Isaias’ unique characteristics affected the OPM modeling outcome in several ways, most particularly because the storm was disintegrating as it passed over the State of Connecticut, causing higher sustained winds and microbursts in localized circulations across a widespread area.  In these localized pockets, sustained winds reached the level experienced in both Hurricanes Sandy (October 2012) and Irene (late August 2011).

At the same time, data included in the model for similar magnitude storms such as Sandy and Irene reflected significant meteorological differences between those storms and Isaias: Sandy occurred later in the year when leaf area was lower, and Irene involved greater precipitation levels.
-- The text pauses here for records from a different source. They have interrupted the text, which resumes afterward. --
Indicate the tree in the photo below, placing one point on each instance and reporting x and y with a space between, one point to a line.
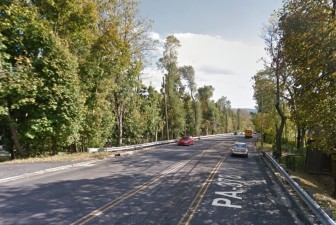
188 73
273 40
172 88
309 43
51 114
204 95
225 106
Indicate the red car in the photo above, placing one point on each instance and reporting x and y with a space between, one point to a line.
187 140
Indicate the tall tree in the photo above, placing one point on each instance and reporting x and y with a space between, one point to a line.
172 88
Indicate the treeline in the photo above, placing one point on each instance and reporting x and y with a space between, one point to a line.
296 90
70 79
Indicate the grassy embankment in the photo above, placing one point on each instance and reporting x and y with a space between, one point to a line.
318 186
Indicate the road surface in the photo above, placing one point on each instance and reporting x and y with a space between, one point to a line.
170 184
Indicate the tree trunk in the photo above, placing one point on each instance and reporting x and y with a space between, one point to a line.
334 174
120 123
13 131
279 131
166 108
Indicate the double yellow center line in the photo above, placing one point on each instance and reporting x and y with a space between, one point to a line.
187 217
129 194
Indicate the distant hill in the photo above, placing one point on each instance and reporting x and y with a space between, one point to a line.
246 109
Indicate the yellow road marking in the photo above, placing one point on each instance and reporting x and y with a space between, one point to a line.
110 205
200 195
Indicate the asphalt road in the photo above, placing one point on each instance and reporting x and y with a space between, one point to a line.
170 184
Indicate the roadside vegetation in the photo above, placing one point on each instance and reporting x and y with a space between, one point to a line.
318 186
71 78
295 91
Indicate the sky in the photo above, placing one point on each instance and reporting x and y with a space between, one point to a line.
220 39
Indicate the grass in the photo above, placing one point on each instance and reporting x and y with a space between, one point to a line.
318 186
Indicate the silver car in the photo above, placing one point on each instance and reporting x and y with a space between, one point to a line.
239 148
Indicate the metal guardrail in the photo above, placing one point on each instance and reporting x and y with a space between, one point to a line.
141 146
130 147
317 210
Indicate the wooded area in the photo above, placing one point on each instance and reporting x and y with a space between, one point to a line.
70 78
295 92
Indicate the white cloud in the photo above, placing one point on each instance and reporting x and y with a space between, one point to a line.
226 65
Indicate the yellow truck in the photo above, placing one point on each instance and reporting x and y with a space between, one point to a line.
248 133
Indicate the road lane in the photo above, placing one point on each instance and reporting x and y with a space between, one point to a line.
164 185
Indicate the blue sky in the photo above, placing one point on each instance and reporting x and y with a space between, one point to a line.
219 38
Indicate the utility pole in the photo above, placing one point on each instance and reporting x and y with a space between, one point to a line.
262 120
166 108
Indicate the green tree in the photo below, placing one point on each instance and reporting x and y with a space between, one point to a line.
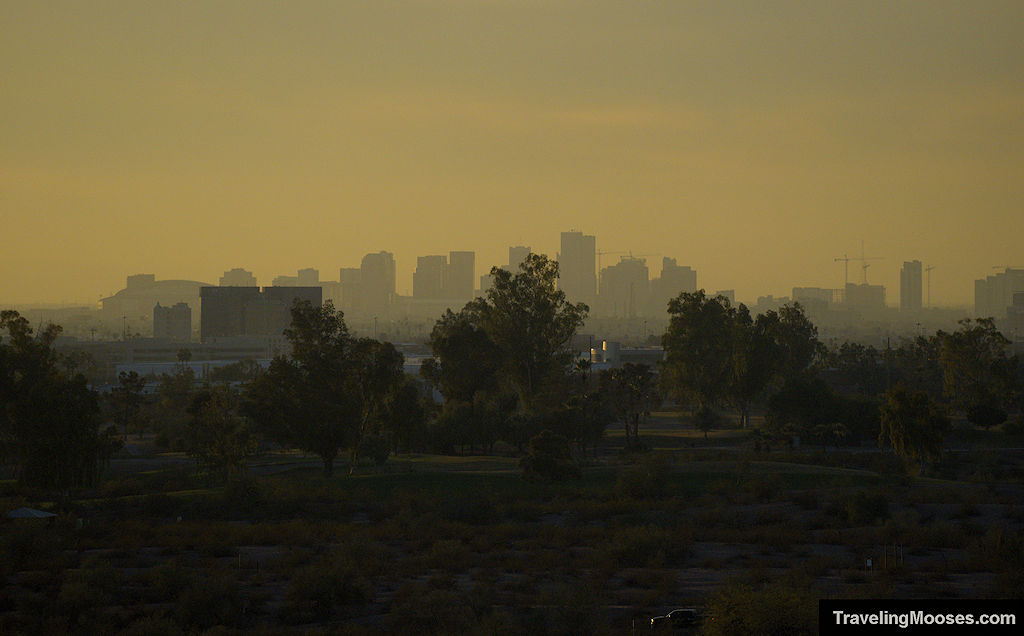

In mid-summer, Connecticut’s forests have the highest leaf area for high winds to impact, causing more tree and branch movement than when leaf area is lower. With drought conditions weakening the strength of root systems to an unprecedented extent, the combination of these factors caused an extreme impact.

Moreover, the National Weather Service confirmed that a tornado, characterized by a maximum wind speed of 95 to 105 mph, occurred in Westport, where power outages were extensive. Other small tornadoes and microbursts are suspected to have taken place in some locations, further indicating localized pockets of extreme winds.

“When we issued the first prediction on Aug. 1, the hurricane was still located in the Bahamas and there was a significant uncertainty on the track,” said Emmanouil Anagnostou, EEC’s Director, and a UConn professor in the Department of Civil and Environmental Engineering.

“But at the time of the fifth and final prediction, during the morning of Aug. 4, a few hours before the storm, we were certain that the storm would produce an extreme impact in Connecticut, although not as severe as what actually developed due to the novel characteristics of Storm Isaias,” added Diego Cerrai, EEC’s manager and an assistant professor in the Department of Civil and Environmental Engineering.

Going forward, the EEC plans to incorporate more data on vegetation science and drought conditions in its modeling, helping to better predict future warm-season extreme storm impacts.

EEC researchers also say another key observation from tropical storm Isaias and its aftermath is the recognition that vegetation management should be implemented more widely, perhaps including more attention to large trees that have been outside of historical trimming zones.  The EEC’s faculty members who specialize in natural resources will be analyzing data from the Center’s Stormwise forest management sites and remote sensing data from NASA to investigate tree damages as it continues reviewing the incident.

This year’s hurricane season is expected to be active, and lessons learned from predictions of tropical storm Isaias will be part of the EEC’s data it uses as it continues monitoring for ways in which future weather events could impact the power grid.